Charity Projects 3

This article outlines some simple tips for how to answer questions you have about your program. These tips will hopefully be useful regardless of what stage you are at with your intervention. Most of my experience comes from running surveys in India with J-PAL and Charity Science Health.

SPEAK DIRECTLY WITH RECIPIENTS ​

If you are more broadly trying to understand the recipients of your program or how to improve your program, focus groups and directly having more in-depth conversations with those recipients can be much more valuable than a standard survey.

​The first place to start when trying to understand your program’s recipients should likely be these types of in-depth conversations. You should only move to more standard surveys after having done this.

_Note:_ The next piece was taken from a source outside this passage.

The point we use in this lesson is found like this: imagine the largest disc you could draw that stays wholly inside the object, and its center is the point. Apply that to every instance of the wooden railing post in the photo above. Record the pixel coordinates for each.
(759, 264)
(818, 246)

START WITH A PHONE SURVEY ​

Phone surveys are cheaper, faster, easier to monitor and should be considered the primary option unless there is a very good reason to do the survey in person. The exceptions to this are when you are asking sensitive questions where you are more likely to get a more representative answer in person (contraceptive use, mental health questions, etc.). Additionally, if you are working in the very poorest communities, it might be hard to identify and reach people by phone. 

I recommend initially using Google Forms, Skype and a Skype Recorder. If you start doing thousands of surveys, it might be worth the investment costs to move to SurveyCTO.

KEEP IT SHORT ​

It is very easy to spend more time on surveys than necessary. Surveys tend to grow and become more complicated with time. I recommend creating surveys that help you make a specific decision or are focused on a specific topic. 

A good rule of thumb is to aim for your surveys to take between 5 and 10 minutes. Following this rule will limit the questions you ask to what really matters and not combine too many topics in one survey. Another way to really get at what matters is to ask, “how does this question inform my decisions?” for every question. 

For example, you might be interested in knowing all the demographic information about participants in your program. But unless you actually plan to use that information to change your program, it is likely best to just collect a few basic questions on this.